11 Ocak 2017 Çarşamba

AÇIK UÇLU SORULARLA SINAV NASIL OLMALI?

Yarım yüzyıldır Üniversiteye girişte sınav yapıyoruz. Önce tek aşamalı idi, daha sonra öğrencileri daha merkezi 'sınav merkezlerinde' toplayarak -bir yerde kopya çekmeyi engellemek için- iki basamaklı yapıldı. Sonra yine tek basamağa dönüldü ve yine iki basamaklı ve de ikinci basamağı bölünerek değişik günlerde. Bana sorarsanız en sağlıklısı sonuncusu.
Önceleri yaptığın kadar puan alıyordun. Sonrasında olmaz okul notunu da katalım dediler. Derken son sınıfta fen liseleri boşalınca okulun başarısına göre puan dağılımı yaptılar, sonra ondan da vaz geçildi. Bana sorarsanız en iyisi ilkiydi.
Yani sınav konusunda epeyce bir birikimimiz var anlaşılan. Geçen zaman içinde bu merkezin giderek gelişmesi daha rasyonel değerlendirmeler yapması beklenir ya, hiç de öyle olmadı. Pek sevdiğimiz politika girdi merkezin ta merkezine de var olan saygınlığını kaybetti büyük ölçüde.
Ülkemizdeki gibi çok sayıda öğrencinin katıldığı sınavlarda en güvenilir olan sınav biçimi 'test' sınavlarıdır. Test sınavlarında yoruma yönelik sorular pekala sorulabilir ve soruluyor da. Olaylar arasında bağlantı kurulabilecek sorular da sorulabilir. Bana göre bu sınavların en olumsuz yanı öğrencilerin çözümü uzun ve gerçek sayılar -ki genelde tam sayı değillerdir- üzerine kurulan problemlerde gerekli sabıra ulaşamamalarıdır. Yani benzetmek gerekirse bir lokantaya gidip yemek yemeye üşenip, ayak üstü büfelerde atıştırma yapmalarıdır. Bu nedenle de kimi ülkeler test sınavı yanında açık uçlu sorularla da sınavlar yaparlar. Öğrencinin sınav notu, genellikle %70 test ve %30 açık uçlu sorular sınavından oluşur.
Açık uçlu sorular öyle kısa cevaplı olmaz, hatta bazen kesin cevaplı da olmaz. Örneğin Edebiyattan 'kompozisyon' yazdırabilirsiniz. Bazı sorularda değişik ön koşullarda değişik sonuçları da çıkabilir ve bu ön koşulların öğrenci tarafından saptanmasını da isteyebilirsiniz. Öğrenci sorulara klasik sınavlarda olduğu gibi yanıtlar verir. Bu kağıtlar optik özellikli olabilir ancak yanıtlar kodlanmaz. Çünkü esas olan öğrencinin düşünme zincirini görmektir. Daha sonra bu yanıtlar soru bazında okuyuculara gönderilir ve üç ya da beş ayrı kişi tarafından değerlendirilir.
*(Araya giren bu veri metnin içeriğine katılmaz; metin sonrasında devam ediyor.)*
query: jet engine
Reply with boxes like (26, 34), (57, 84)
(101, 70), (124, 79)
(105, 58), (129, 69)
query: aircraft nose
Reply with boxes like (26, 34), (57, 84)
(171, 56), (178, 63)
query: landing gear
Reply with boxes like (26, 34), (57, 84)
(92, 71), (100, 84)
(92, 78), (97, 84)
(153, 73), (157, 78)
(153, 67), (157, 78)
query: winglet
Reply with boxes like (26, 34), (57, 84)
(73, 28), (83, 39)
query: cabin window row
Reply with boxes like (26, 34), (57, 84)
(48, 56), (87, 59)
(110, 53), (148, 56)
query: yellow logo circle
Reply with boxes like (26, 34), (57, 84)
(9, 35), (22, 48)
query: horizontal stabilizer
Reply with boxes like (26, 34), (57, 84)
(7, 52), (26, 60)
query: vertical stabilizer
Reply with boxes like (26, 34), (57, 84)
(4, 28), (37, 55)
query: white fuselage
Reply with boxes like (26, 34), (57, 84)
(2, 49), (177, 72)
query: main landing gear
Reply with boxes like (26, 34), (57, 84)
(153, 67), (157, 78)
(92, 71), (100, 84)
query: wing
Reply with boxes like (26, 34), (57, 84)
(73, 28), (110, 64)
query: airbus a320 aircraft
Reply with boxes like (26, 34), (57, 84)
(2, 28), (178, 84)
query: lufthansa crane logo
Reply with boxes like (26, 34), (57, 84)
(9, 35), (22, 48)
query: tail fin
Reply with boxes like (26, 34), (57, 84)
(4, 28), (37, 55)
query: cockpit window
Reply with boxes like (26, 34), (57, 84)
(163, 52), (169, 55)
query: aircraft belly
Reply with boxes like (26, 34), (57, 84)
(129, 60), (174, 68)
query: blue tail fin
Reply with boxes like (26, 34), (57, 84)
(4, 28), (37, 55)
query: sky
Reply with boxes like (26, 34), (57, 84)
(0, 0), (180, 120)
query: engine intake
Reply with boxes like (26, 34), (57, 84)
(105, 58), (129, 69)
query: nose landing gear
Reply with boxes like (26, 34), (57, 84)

NYU de bu konuda bir konferansta -ki konuşmacının tercümanlığını Sayın Selçuk Şirin yapıyordu- bu sınav için ekipler kurduklarını, bu ekiplere eğitim verdiklerini eğitim sonunda deneme okumaları yaptırdıklarını, sapmaya uğrayan sonuç sahiplerini yine eğitime aldıklarını, ikinci eğitim sonucunda da verim alınamazsa o okuyucudan vaz geçildiği anlatılmıştı. Buna karşı gerçek sınavda çok sapmaya uğramış sonuçları değerlendirmeye almadıklarını, eğer tüm sonuçlar tolore edilemeyecek kadar farklı ise o soruları başka bir ekibe gönderdikleri de söylenmişti.
Bu nedenle bu tür soruların YGS de -çok sayıda öğrenci girdiği için- kullanılması olanaklı değildir. Bu günkü koşullarda LYS de bile oldukça zordur ama iyi organize olunabilirse olanaklıdır.
ÖSYM nin açıkladığı sorular ve yanıtlama biçimi açık uçlu değildir. Sadece bir denemedir. Sınav üzerinde de önemli bir etkisi olmayacaktır. Yapılanın mutlaka geliştirilmesi ve ancak denemelerden sonra sonuçta etkili olacak biçimde kullanılması gereklidir.
Yeni bir çabadır. Bu haliyle ölçümde bir yararı ya da zararı yoktur. Yararı yeni soru türünün ne getirebileceğini saptamaya çalışmakla sınırlıdır.